Burnout doesn't announce itself. It quietly slips in when you start skipping the things that matter most. For me, it happened when I stopped my morning workouts and devotional time because I wanted more sleep. I told myself I'd get back to them once I caught up on rest, but that day never came. If I had kept those practices as priorities, I might have avoided burning out for the third time.
Pay close attention to any small changes in your routine. When you stop doing the self-care activities that normally sustain you, burnout is usually right around the corner.
Non-negotiables are the daily habits that must happen for your wellbeing—no exceptions. These aren't luxuries; they're essentials.
Your non-negotiables might include:
Waking up at the same time every day
Drinking adequate water
Moving your body daily
Spiritual practices that ground you
Quality sleep
The key is identifying what specifically helps you feel calm, happy, and energized, then protecting those activities fiercely.
Here's something I hear constantly: "I'll just stay up late to finish this report" or "I'll catch up on laundry after everyone goes to bed."
I understand—things need to get done. But when you sacrifice sleep to be productive, you're actually sabotaging yourself. Tasks take longer when you're tired. You make more mistakes. Everything feels harder.

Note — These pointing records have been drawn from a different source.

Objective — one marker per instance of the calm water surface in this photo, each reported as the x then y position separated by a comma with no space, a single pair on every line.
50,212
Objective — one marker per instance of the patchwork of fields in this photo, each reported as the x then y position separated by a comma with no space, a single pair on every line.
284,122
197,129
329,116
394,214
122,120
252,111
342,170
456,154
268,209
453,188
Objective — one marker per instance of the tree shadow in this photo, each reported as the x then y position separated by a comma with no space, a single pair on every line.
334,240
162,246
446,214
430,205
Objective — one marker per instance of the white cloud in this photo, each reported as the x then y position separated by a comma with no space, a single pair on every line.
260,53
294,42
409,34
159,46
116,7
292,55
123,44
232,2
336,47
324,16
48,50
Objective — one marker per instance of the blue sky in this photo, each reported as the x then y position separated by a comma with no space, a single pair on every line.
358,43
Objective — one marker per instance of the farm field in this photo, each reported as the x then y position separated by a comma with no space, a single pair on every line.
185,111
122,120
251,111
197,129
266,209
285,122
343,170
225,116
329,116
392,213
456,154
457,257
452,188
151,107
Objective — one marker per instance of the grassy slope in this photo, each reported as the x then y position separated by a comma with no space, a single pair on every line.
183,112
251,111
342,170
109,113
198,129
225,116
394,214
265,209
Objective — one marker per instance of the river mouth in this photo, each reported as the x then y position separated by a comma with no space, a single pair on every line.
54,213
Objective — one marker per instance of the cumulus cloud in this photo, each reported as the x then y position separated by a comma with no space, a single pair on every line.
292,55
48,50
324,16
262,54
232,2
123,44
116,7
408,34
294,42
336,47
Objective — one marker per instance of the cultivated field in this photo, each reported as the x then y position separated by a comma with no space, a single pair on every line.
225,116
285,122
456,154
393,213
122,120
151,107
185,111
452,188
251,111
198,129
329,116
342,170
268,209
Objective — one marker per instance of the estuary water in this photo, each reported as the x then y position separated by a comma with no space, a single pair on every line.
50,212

When you prioritize sleep no matter what, you handle challenges more easily and complete tasks more efficiently. The irony? You'll actually get more done by sleeping more.
Start by identifying what makes you feel calm, happy, and energized. You only need 15 minutes a day—or even just 5 minutes if that's all you can manage right now. Five minutes can make a world of difference.
For me, it's my morning walk and devotional time. Some days it's an hour; other days it's 20 minutes. The variation is fine—what matters is consistency.
Morning routines help you start the day grounded and calm. They set the tone for everything that follows.
Evening routines directly impact your sleep quality, which affects how you show up the next day. If creating both feels overwhelming, pick one. Start with either morning or evening, commit to 5-15 minutes, and stick with it for two weeks.
If it's helping, make it a non-negotiable.
What you do 20% of the time intentionally results in 80% of your healing and energy restoration. I've seen this proven repeatedly with the people I've worked with.
Let's break down your 24 hours:
8 hours for sleep
8 hours for work
8 hours for everything else
Within those remaining 8 hours dedicated to family and personal time, you need 1 to 1.5 hours focused on preventing burnout. That includes movement, nutrition, spiritual practices, and anything else that restores you.
Start with 5 minutes if an hour feels impossible. Build gradually. The point is to be intentional about your recovery.
Here's what this might look like:
Morning: 15 minutes to an hour for walking, prayer, or meditation
Throughout the day: Five-minute breaks, 4-5 times daily, especially when concentration wanes
Evening: A 15-30 minute bedtime routine
Small pockets of intentional time throughout your entire day—from wake-up to bedtime—will help you recover and prevent burnout from returning.
First, reflect on whether you've fallen away from your daily habits and non-negotiables. This was my biggest mistake when I burned out for the third time.
If you're still maintaining your habits but feeling burnt out, ask yourself: When was the last time you took real time off from work? Remember, vacation doesn't mean going somewhere—it just means not working and taking care of yourself.
Pay attention to how often you struggle to concentrate. Rate your energy on a scale of 0-5 or 0-10, with higher numbers indicating more energy.
On rest days, do you struggle to get off the couch? If so, your energy is being depleted too quickly during the week, and something needs to change.
The most important practice? Notice your current routine and what's working positively for you. Any small shift in those positive habits is a warning sign that you're heading toward stress or burnout again—and it's time to make a change.